À IMAGEM E SEMELHANÇA DOS ABUTRES
João Eichbaum
É evidente que a evolução do animal
humano compreende tanto sua parte física como a intelectual. Assim como ele perdeu
o rabo, aperfeiçoou os neurônios. Mas, antes do estágio atual, quando ainda era
mais comandado pelo instinto do que pela inteligência e ainda não tinha
condições para entender os fenômenos da natureza, inventou deuses, a quem
atribuiu a geração de tais processos.
E nunca mais se livrou dessas divindades
por ele criadas. Mesmo depois de desvendados os fenômenos naturais, ainda há
lugar na mente da maioria das pessoas para acreditarem em deuses. E isso, pela
simples razão de que há um fenônemo para cuja compreensão o homem tem
inteligência, mas não tem a coragem de aceitar: a morte.

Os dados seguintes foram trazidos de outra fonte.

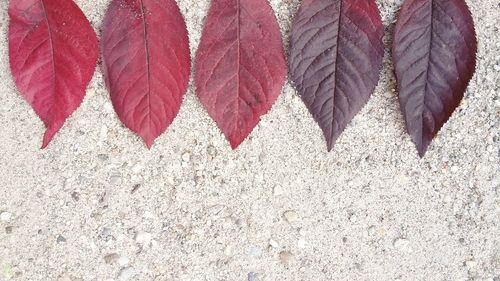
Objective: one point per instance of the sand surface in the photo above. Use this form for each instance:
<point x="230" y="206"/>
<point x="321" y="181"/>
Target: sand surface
<point x="97" y="205"/>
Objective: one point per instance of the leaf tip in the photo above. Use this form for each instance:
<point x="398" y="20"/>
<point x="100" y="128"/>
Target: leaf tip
<point x="422" y="147"/>
<point x="49" y="135"/>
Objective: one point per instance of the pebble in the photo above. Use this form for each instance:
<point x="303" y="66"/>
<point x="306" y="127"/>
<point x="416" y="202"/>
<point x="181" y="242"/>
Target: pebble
<point x="402" y="244"/>
<point x="228" y="250"/>
<point x="287" y="258"/>
<point x="291" y="216"/>
<point x="301" y="243"/>
<point x="5" y="216"/>
<point x="60" y="239"/>
<point x="143" y="238"/>
<point x="137" y="168"/>
<point x="252" y="276"/>
<point x="255" y="251"/>
<point x="126" y="273"/>
<point x="278" y="190"/>
<point x="186" y="157"/>
<point x="471" y="263"/>
<point x="111" y="258"/>
<point x="371" y="230"/>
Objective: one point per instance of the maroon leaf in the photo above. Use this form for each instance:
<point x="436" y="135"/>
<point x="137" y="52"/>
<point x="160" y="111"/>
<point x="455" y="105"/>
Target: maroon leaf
<point x="336" y="53"/>
<point x="146" y="63"/>
<point x="240" y="65"/>
<point x="434" y="54"/>
<point x="53" y="53"/>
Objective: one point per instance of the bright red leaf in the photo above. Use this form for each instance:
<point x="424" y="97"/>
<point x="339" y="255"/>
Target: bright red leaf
<point x="146" y="63"/>
<point x="434" y="54"/>
<point x="336" y="53"/>
<point x="240" y="65"/>
<point x="53" y="53"/>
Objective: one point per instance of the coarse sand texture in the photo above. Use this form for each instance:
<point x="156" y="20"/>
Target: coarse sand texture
<point x="97" y="205"/>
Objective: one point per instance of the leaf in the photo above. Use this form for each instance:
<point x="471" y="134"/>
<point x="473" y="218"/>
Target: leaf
<point x="146" y="63"/>
<point x="336" y="53"/>
<point x="240" y="65"/>
<point x="53" y="53"/>
<point x="434" y="54"/>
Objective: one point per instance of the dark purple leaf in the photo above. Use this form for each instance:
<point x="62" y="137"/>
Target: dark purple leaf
<point x="434" y="54"/>
<point x="240" y="65"/>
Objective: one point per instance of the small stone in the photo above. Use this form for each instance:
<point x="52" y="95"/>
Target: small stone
<point x="126" y="273"/>
<point x="123" y="261"/>
<point x="137" y="168"/>
<point x="228" y="250"/>
<point x="252" y="276"/>
<point x="103" y="157"/>
<point x="287" y="258"/>
<point x="471" y="263"/>
<point x="106" y="234"/>
<point x="371" y="230"/>
<point x="111" y="258"/>
<point x="301" y="243"/>
<point x="291" y="216"/>
<point x="76" y="196"/>
<point x="60" y="239"/>
<point x="254" y="251"/>
<point x="212" y="151"/>
<point x="186" y="157"/>
<point x="143" y="238"/>
<point x="64" y="277"/>
<point x="5" y="216"/>
<point x="402" y="244"/>
<point x="135" y="188"/>
<point x="273" y="243"/>
<point x="278" y="190"/>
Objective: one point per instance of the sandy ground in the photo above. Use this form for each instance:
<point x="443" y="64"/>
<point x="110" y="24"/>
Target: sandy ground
<point x="97" y="205"/>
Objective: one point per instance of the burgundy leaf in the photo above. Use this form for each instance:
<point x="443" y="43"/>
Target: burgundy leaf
<point x="336" y="53"/>
<point x="146" y="63"/>
<point x="240" y="65"/>
<point x="53" y="53"/>
<point x="434" y="54"/>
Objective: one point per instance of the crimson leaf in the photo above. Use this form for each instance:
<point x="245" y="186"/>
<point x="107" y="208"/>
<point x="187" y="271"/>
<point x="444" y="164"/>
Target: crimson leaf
<point x="336" y="53"/>
<point x="434" y="54"/>
<point x="146" y="63"/>
<point x="240" y="65"/>
<point x="53" y="53"/>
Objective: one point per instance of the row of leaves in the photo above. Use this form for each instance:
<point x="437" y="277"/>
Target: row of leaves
<point x="335" y="58"/>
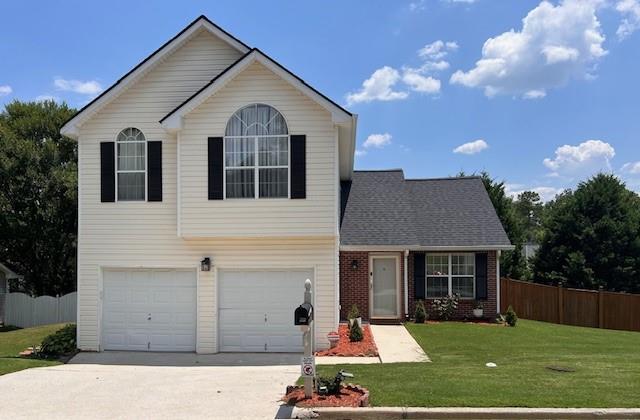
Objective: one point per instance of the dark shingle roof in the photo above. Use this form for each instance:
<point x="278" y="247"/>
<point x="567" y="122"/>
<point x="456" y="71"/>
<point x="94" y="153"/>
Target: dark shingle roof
<point x="384" y="208"/>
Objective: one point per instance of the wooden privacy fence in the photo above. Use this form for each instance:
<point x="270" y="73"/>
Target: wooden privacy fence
<point x="584" y="308"/>
<point x="25" y="311"/>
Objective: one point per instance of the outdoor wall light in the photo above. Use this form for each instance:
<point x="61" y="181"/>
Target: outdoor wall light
<point x="205" y="264"/>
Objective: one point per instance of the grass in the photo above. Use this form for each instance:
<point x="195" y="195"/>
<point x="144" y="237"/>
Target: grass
<point x="606" y="363"/>
<point x="12" y="342"/>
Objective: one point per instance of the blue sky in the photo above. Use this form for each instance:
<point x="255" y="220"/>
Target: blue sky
<point x="545" y="103"/>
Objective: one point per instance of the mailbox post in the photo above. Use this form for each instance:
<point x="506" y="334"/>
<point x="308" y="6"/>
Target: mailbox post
<point x="303" y="316"/>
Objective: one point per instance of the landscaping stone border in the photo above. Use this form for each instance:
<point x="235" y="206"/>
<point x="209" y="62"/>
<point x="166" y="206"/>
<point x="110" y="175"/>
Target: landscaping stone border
<point x="375" y="413"/>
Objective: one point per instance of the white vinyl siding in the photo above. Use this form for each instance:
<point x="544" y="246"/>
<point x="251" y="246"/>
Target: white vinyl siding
<point x="144" y="234"/>
<point x="316" y="215"/>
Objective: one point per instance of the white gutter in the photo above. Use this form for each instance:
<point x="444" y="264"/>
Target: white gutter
<point x="498" y="281"/>
<point x="406" y="284"/>
<point x="401" y="248"/>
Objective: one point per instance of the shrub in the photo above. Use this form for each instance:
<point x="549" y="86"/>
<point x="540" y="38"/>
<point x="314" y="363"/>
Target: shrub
<point x="511" y="318"/>
<point x="445" y="307"/>
<point x="355" y="332"/>
<point x="59" y="343"/>
<point x="354" y="312"/>
<point x="421" y="313"/>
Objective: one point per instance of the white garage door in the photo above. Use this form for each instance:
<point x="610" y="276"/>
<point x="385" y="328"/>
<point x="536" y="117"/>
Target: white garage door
<point x="149" y="310"/>
<point x="256" y="310"/>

A partir dessa fraqueza, a morte se
tornou o melhor produto de que dispõem
as religiões para vender seus deuses. Assim, recusando-se a aceitar a
ideia de que com a morte tudo termina, o animal humano se deixa enganar pelas
fantasias das religiões. O raciocínio, com prova na ciência, lhe impõe a
certeza de que é feito de matéria perecível, carne e osso, como qualquer outro
animal. Mas o medo e o amor por si mesmo o levam à humilhação de voltar aos
tempos em que seus neurônios não o ajudavam a raciocinar.
De Bacco à Santíssima Trindade, há deuses
para todas as ocasiões, gostos, alegorias e graus de inteligência. E cada
crente dota o seu deus das qualidades que lhe assopra o bestunto. Por exemplo,
li hoje o e-mail de uma pessoa que, lamentando a situação de um amigo em estado
terminal, se saiu com essa: “que seja feita a vontade divina”.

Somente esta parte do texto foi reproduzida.